Carsulae is an ancient Roman town situated in the region of Umbria in central Italy, on a plateau crossed by the western branch of the Via Flaminia which path travelled through the town. Its urban developement began in the the 2nd century BC when indigenous communities moved and joined together, thereby facilitating the Romanisation of Umbria. The town became a Roman municipium of the tribus Clustumina in the middle of the 1st century BC when a number of major works were initiated, including the amphitheatre and most of the forum.

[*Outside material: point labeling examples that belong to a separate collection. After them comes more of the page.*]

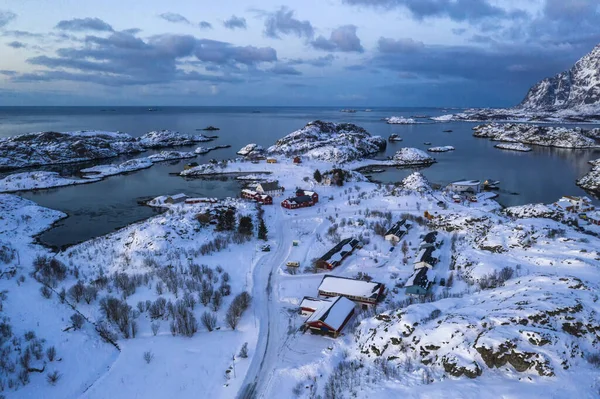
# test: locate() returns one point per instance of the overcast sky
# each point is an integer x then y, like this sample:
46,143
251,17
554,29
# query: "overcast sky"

Carsulae was first mentioned in the surviving sources by Strabo in the late 1st century BC.
The cities this side the Apennine Mountains that are worthy of mention are: first, on the Flaminian Way itself: Ocricli, near the Tiber and theº Larolon, and Narna, through which the Nar River flows (it meets the Tiber a little above Ocricli, and is navigable, though only for small boats); then, Carsuli, and Mevania, past which flows the Teneas. Strabo Geography 5:2:10
Carsulae probably originated as a mansio, a rest stop and watering place for travellers, traders and soldiers along the Via Flaminia. The road was constructed for military purposes by the censor Gaius Flaminius in 220 BC. It ran from Rome to the Adriatic coast and then turned north towards the colony of Ariminum (Rimini). Its path travelled through Carsulae and became the cardo maximus, the north-south street of the town running between the forum and the amphitheatre and theatre.

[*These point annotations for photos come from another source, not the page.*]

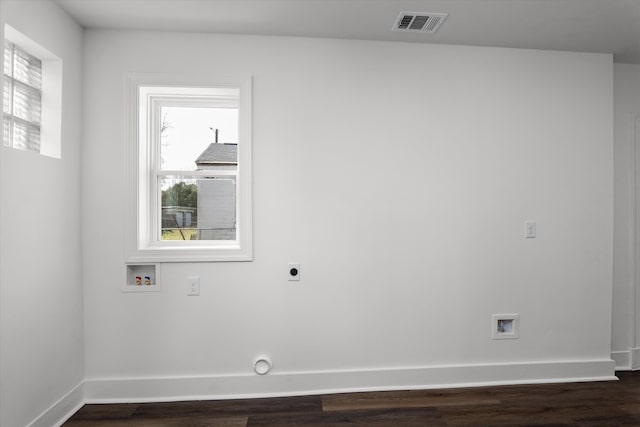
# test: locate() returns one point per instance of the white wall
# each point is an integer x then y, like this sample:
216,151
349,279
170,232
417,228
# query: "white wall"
400,176
625,342
41,295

During its golden age, Carsulae, supported by agricultural activity in the surrounding area, was prosperous and wealthy. Its bucolic setting, its large complex of thermal mineral baths and other public amenities, attracted wealthy and even middle class “tourists” from Rome.

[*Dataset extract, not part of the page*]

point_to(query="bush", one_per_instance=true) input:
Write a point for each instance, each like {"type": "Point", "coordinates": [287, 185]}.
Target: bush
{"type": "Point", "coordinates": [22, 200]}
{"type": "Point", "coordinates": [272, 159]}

Recovered inscriptions document the vibrant civic life of Carsuale until at least the reign of the Emperor Vespasian who camped here in AD 69 as he prepared to march on Rome to secure the Imperial title for his master (Tac. Hist. 3. 60).
On arriving at Carsulae, the leaders of the Flavian party rested a few days and waited for the eagles and standards of the legions to come up. They also regarded with favour the actual situation of their camp, which had a wide outlook, and secured their supply of stores, because of the prosperous towns behind them. Tacitus Histories 3:60
The city lost its importance when the western branch of Via Flaminia fell into disuse at the end of the 3rd century AD in favour of its faster east branch. Carsulae was abandoned in the middle of the 4th century AD, perhaps after an earthquake, and its people probably moved to nearby San Gemini. However, a church was built in the 11th century on the foundations of a Roman building many centuries after the site had been abandoned.
Excavations at the site unearthed a large number of monuments, buildings and inscriptions, forming a picture of a wealthy and politically active municipium. However, the town has still not been completely brought back to life and excavations are still underway. The excavations are conducted by Emerita Professor Jane Whitehead of Valdosta State University, USA.